Last year’s high energy prices left many companies flush with cash. With energy prices down these companies are taking advantage of the market and looking to merge and acquire companies and assets for the long term.
Energy companies look at 40 years in their planning. And I think it is safe to say that there will certainly be a few bull markets in that time. According to a recent report from Canaccord Adams;
We believe that major oil companies look beyond the short-term environment, particularly for assets, such as oil sands that have a 40+ year reserve life. There will most likely be several bull market cycles for energy over that time period.
The experience to date with shale gas is that they come into production high see some immediate decline and produce at a fairly steady pace for 25-35 years. With the recent changes in Alberta’s royalty scheme, couple with the long term outlook for energy it gives good reason for exploration and development companies to focus on shale gas plays in northern British Columbia.
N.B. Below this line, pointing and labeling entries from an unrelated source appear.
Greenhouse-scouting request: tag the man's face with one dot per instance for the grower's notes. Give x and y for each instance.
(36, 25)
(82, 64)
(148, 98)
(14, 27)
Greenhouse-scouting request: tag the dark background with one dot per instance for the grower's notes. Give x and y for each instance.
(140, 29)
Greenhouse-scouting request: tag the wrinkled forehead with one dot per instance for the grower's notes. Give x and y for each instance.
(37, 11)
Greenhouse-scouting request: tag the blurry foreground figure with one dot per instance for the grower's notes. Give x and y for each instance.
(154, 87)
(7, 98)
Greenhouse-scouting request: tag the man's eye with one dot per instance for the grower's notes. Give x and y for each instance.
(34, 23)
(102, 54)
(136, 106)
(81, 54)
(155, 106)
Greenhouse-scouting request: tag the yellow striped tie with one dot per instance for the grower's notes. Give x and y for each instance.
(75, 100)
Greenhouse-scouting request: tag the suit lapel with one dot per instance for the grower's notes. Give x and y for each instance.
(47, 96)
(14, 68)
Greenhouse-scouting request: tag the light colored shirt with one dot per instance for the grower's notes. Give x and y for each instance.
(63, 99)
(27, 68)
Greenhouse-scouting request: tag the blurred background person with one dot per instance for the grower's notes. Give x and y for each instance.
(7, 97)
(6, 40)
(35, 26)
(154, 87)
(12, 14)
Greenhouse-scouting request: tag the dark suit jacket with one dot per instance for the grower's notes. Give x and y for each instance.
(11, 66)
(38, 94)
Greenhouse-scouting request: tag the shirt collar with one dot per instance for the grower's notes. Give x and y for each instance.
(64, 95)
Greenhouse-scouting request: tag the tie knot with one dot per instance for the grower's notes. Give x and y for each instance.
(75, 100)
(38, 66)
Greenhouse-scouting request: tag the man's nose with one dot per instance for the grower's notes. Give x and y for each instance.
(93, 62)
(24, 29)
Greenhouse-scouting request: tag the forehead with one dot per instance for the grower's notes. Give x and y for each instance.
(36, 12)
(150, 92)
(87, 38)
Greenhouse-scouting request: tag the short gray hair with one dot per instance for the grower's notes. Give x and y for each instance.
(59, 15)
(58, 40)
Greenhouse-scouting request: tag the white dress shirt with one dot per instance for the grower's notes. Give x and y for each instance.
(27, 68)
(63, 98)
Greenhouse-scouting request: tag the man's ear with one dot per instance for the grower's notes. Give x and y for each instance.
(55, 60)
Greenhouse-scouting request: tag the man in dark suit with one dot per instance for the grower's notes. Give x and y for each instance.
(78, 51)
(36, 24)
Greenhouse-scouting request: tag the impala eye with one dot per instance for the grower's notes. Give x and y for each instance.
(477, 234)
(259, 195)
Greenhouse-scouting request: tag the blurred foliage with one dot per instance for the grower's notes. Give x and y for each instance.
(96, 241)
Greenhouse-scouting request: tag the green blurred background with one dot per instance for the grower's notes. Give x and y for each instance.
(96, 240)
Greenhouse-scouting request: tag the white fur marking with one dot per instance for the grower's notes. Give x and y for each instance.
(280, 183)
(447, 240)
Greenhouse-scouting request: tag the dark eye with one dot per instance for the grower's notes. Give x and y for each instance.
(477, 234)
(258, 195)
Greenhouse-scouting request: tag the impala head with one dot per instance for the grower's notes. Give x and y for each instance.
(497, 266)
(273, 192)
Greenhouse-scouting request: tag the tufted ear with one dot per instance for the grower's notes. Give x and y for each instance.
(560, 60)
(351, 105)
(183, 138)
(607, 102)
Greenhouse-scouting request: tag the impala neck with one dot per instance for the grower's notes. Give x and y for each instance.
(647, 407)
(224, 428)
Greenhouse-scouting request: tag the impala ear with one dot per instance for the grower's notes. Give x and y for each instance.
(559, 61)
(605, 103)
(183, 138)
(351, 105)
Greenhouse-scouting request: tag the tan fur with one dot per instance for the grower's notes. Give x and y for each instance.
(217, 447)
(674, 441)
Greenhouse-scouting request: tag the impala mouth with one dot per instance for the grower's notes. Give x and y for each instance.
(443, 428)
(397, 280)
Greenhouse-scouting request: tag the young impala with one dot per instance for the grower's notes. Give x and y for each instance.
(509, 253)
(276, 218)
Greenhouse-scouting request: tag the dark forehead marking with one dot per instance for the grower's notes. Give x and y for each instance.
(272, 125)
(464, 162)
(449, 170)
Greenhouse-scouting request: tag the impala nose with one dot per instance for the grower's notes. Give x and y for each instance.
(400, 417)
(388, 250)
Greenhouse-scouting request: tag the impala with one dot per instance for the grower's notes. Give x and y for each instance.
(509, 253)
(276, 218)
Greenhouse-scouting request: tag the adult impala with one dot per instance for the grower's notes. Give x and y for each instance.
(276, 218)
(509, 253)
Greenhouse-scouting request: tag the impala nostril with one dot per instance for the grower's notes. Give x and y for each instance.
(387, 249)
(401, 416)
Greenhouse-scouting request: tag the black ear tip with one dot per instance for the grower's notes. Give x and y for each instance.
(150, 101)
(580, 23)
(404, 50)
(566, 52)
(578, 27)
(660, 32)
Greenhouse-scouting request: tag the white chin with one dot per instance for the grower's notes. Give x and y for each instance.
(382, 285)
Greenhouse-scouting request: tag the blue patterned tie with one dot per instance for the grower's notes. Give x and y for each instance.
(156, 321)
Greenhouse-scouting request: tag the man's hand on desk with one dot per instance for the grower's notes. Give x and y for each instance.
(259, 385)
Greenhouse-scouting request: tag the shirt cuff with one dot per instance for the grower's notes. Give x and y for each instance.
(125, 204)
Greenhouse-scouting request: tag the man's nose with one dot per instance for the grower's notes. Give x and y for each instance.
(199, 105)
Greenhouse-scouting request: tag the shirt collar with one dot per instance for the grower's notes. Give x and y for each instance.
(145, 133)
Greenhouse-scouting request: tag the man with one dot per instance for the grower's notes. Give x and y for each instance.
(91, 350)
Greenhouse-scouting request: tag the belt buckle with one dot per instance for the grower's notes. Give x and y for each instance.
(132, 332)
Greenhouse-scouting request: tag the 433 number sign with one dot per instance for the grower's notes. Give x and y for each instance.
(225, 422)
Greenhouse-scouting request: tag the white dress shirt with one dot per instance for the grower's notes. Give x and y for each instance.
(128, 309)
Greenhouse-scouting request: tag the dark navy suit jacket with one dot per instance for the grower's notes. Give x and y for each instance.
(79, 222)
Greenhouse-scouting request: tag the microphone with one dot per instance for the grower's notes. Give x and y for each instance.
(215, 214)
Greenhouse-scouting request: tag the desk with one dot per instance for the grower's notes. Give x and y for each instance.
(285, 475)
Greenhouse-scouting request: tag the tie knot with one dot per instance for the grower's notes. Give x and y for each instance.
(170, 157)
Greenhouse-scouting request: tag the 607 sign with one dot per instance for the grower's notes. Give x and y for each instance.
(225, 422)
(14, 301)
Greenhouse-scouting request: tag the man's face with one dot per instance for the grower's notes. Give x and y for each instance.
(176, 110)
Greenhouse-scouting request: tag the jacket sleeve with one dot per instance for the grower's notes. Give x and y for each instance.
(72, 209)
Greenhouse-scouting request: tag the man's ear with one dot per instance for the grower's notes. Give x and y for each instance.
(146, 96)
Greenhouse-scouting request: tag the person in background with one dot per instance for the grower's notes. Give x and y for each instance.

Activity in the Horn River is strong. Apache Corp, and Encana Corp. are drilling 20 wells each currently, and most other players in the region are active despite softer natural gas prices. Most players have a tight hole status on their operations waiting till April/May before results are announced. Given the results posted by Apache, Encana, and EOG of world class targets last year, expect to see headline grabbing announcements this year again. In terms of junior players some will post results, and may be good acquition targets.
This “quiet time” may be the right time to add some of these companies to your portfolio in anticipation of some potential announcements in the spring.